Projet d’arrêté définissant le statut de protection du loup (Canis lupus) et fixant les conditions et limites de sa destruction
La présente consultation, fondée sur l’article L. 123-19-1 du code de l’environnement, porte sur un projet d’arrêté définissant le statut de protection du loup (Canis lupus) et fixant les conditions et limites de sa destruction.
Consultation du 27/11/2025 au 19/12/2025 - 32384 contributions
Le projet d’arrêté définissant le statut de protection du loup (Canis lupus) et fixant les conditions et limites de sa destruction :
- Remplacera et abrogera l’arrêté du 21 février 2024 fixant les conditions et limites dans lesquelles des dérogations aux interdictions de destruction peuvent être accordées par les préfets concernant le loup (Canis lupus) ;
- Modifiera l’arrêté du 23 avril 2007 fixant la liste des mammifères terrestres protégés sur l’ensemble du territoire et les modalités de leur protection pour en retirer la mention du loup (Canis lupus) ;
- Est pris en transposition de la directive (UE) 2025/1237 du Parlement européen et du Conseil du 17 juin 2025 modifiant la directive 92/43/CEE du Conseil en ce qui concerne le statut de protection du loup (Canis lupus).
I. Contexte
Le projet d’arrêté soumis à consultation du public s’inscrit dans le cadre du reclassement du loup à la Convention de Berne le 06 décembre 2024 et à la Directive Habitats Faune Flore (DHFF) le 17 juin 2025. Ainsi, le loup ne relève plus de l’article 12 de la DHFF, définissant les mesures nécessaires pour instaurer un système de protection stricte, mais de l’article 14, listant les mesures de gestion possible pour que le prélèvement dans la nature de spécimens, ainsi que leur exploitation, soit compatible avec leur maintien dans un état de conservation favorable.

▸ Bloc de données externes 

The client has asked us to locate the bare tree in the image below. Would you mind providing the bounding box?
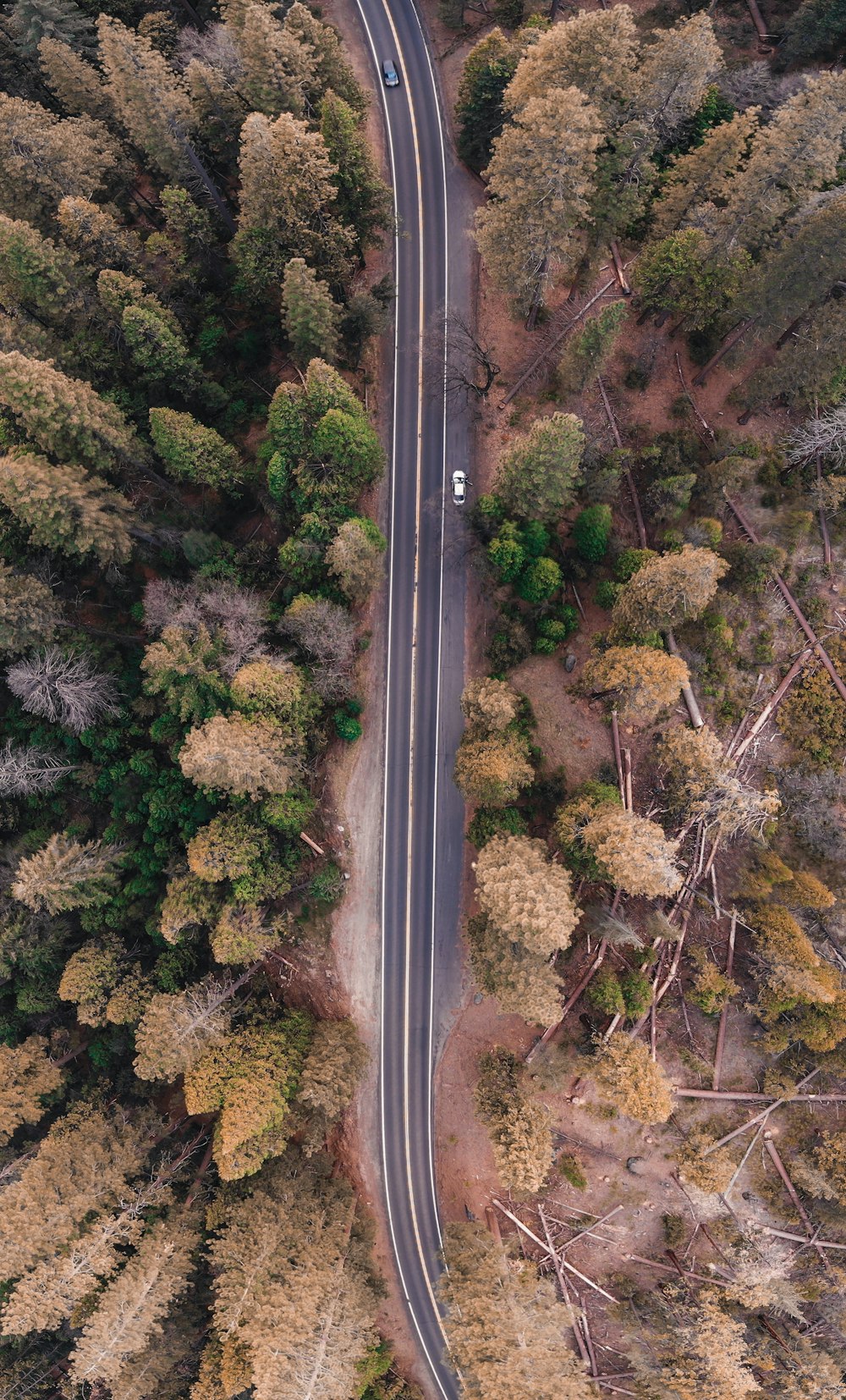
[6,647,120,734]
[428,310,499,402]
[0,739,75,796]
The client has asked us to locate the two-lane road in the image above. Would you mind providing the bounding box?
[346,0,470,1400]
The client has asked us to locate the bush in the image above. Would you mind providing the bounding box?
[574,505,611,565]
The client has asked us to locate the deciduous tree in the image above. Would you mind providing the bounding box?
[6,647,120,734]
[283,257,341,366]
[495,413,585,521]
[326,515,387,604]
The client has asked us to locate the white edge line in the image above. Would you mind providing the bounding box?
[345,0,450,1400]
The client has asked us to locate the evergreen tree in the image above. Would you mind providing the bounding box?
[233,112,354,298]
[475,835,582,957]
[0,560,58,653]
[11,831,120,914]
[8,0,95,53]
[70,1214,200,1394]
[38,38,113,124]
[505,4,640,128]
[0,214,83,326]
[0,92,122,223]
[0,454,135,565]
[318,92,393,251]
[456,25,519,172]
[437,1225,593,1400]
[0,1105,151,1278]
[475,85,602,310]
[0,350,147,471]
[0,1036,64,1147]
[326,515,387,604]
[56,195,141,273]
[283,257,340,366]
[238,4,315,116]
[495,413,585,521]
[179,714,298,801]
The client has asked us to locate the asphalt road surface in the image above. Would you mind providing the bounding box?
[346,0,473,1400]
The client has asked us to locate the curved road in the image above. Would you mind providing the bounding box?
[346,0,470,1400]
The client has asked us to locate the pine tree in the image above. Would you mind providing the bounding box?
[456,25,519,174]
[0,560,58,653]
[0,1036,64,1147]
[505,4,640,128]
[453,732,534,807]
[0,1105,152,1278]
[70,1215,200,1393]
[283,257,340,366]
[698,73,846,249]
[475,87,602,310]
[38,38,112,124]
[437,1225,593,1400]
[582,805,683,899]
[582,647,689,724]
[233,112,354,297]
[651,107,760,240]
[135,977,235,1079]
[6,647,120,734]
[238,4,315,116]
[317,92,393,249]
[205,1151,376,1400]
[591,1030,673,1123]
[326,515,387,604]
[150,409,244,490]
[285,0,368,115]
[56,195,141,273]
[0,92,122,223]
[475,835,582,957]
[495,413,585,521]
[638,13,724,143]
[613,544,728,636]
[8,0,95,55]
[179,714,298,801]
[0,454,135,565]
[184,1011,310,1182]
[296,1017,368,1123]
[11,831,120,914]
[474,1047,552,1194]
[0,350,146,471]
[558,301,628,394]
[0,214,83,323]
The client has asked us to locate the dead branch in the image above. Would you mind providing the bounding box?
[723,490,846,700]
[711,908,737,1089]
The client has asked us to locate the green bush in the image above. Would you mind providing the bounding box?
[574,505,611,565]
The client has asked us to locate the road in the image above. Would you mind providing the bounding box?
[346,0,470,1400]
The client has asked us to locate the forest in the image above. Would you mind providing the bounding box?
[439,0,846,1400]
[0,0,411,1400]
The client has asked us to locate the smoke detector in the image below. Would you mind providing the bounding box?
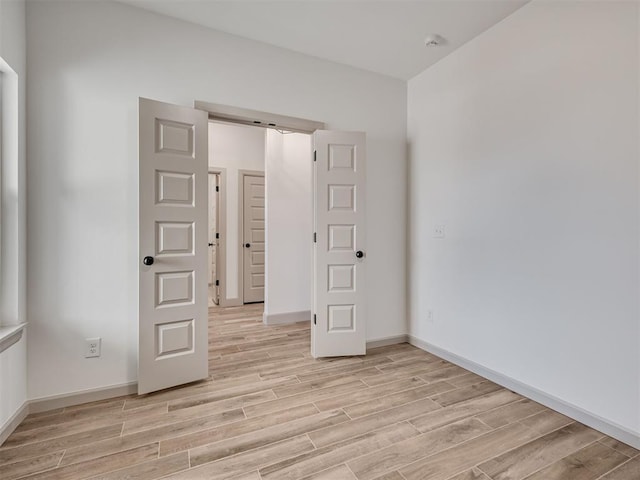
[424,33,446,47]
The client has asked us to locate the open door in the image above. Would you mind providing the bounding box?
[138,98,209,394]
[311,130,367,358]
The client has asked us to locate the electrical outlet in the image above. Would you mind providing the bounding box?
[84,337,102,358]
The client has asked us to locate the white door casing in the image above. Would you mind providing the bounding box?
[311,130,366,358]
[208,173,220,305]
[242,175,265,303]
[138,98,208,394]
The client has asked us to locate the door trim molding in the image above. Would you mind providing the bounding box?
[209,166,234,307]
[238,169,267,305]
[193,100,325,133]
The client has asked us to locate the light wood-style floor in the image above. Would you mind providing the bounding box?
[0,305,640,480]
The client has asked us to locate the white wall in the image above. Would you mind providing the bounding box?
[408,2,640,443]
[0,0,27,430]
[27,1,406,398]
[265,130,313,319]
[209,122,265,300]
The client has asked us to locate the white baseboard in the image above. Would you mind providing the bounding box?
[367,335,409,350]
[29,382,138,413]
[219,297,244,307]
[0,402,29,446]
[408,335,640,449]
[262,310,311,325]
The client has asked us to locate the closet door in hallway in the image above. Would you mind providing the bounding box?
[243,175,265,303]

Ce changement d’annexe emporte deux conséquences majeures en matière de destruction. En effet, cela ouvre la possibilité de prélever des loups sans nécessairement démontrer l’épuisement d’autres solutions alternatives satisfaisantes au prélèvement ni le risque de dommages importants aux élevages. En revanche, l’article 14 de la DHFF dispose que les mesures de gestion mises en œuvre soient compatibles avec le maintien de l’espèce dans un état de conservation favorable.
II. Objectifs poursuivis
L’objectif du projet d’arrêté est de traduire au niveau national le reclassement du loup en définissant le nouveau cadre réglementaire applicable à cette espèce : il vise tant à définir le statut de protection du loup, qu’à préciser les conditions et les limites de sa destruction.

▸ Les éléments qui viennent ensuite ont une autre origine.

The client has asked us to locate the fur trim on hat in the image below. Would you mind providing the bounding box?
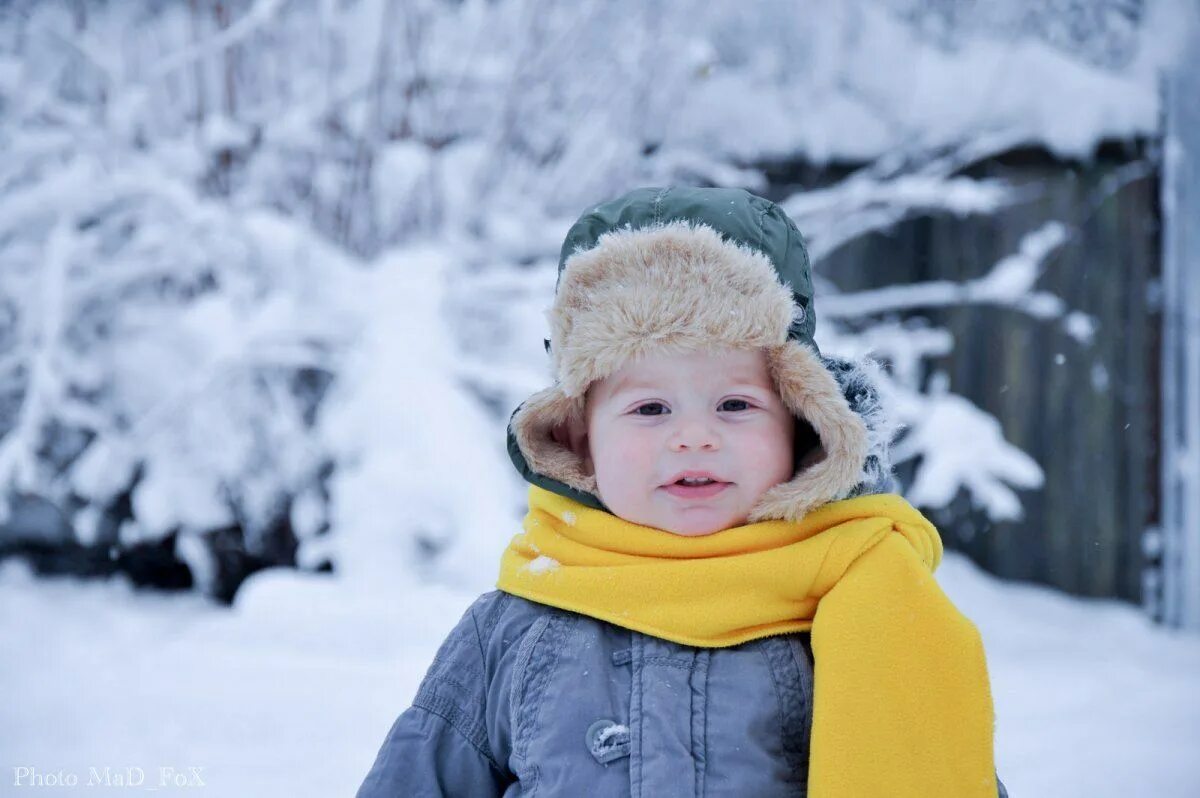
[547,221,798,396]
[511,222,880,522]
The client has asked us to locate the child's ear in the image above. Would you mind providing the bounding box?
[551,410,595,476]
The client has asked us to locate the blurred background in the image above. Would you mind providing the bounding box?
[0,0,1200,798]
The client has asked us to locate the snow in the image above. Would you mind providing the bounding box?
[526,554,559,574]
[0,553,1200,798]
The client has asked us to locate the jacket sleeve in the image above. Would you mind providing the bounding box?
[356,592,525,798]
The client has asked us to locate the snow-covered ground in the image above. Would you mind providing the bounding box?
[0,547,1200,798]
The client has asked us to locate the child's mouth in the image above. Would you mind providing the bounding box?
[662,480,731,499]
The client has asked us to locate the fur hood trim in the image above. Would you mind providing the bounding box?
[510,221,887,523]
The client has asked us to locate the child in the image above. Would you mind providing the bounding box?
[358,188,1004,798]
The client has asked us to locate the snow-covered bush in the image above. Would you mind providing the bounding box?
[0,0,1174,596]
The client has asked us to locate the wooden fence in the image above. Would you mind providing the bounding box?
[772,144,1160,601]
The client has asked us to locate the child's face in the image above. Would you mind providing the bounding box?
[581,349,794,535]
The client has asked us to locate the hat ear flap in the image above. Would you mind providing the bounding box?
[749,341,870,522]
[511,385,596,494]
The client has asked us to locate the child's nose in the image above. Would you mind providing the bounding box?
[671,419,721,451]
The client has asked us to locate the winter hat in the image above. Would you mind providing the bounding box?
[508,187,890,523]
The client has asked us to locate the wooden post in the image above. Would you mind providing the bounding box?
[1162,24,1200,632]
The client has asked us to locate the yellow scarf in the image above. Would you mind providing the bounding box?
[497,486,996,798]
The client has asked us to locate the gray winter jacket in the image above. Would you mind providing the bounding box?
[358,590,1007,798]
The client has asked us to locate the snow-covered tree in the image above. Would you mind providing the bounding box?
[0,0,1175,594]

III. Contenu du projet d’arrêté
Le projet d’arrêté maintient le loup comme espèce protégée en reprenant une partie des dispositions de l’arrêté du 23 avril 2007. Un certain nombre de nouvelles dispositions visent à faciliter l’aspect procédural de la destruction des loups, excluant ces-dernières du champ des interdictions applicables aux espèces protégées, conformément aux assouplissements permis par le reclassement. Néanmoins, toute destruction intentionnelle en dehors du cadre défini dans le projet d’arrêté demeurera considérée comme illégale et punie des peines actuellement encourues (3 ans d’emprisonnement et 150 000€ d’amende).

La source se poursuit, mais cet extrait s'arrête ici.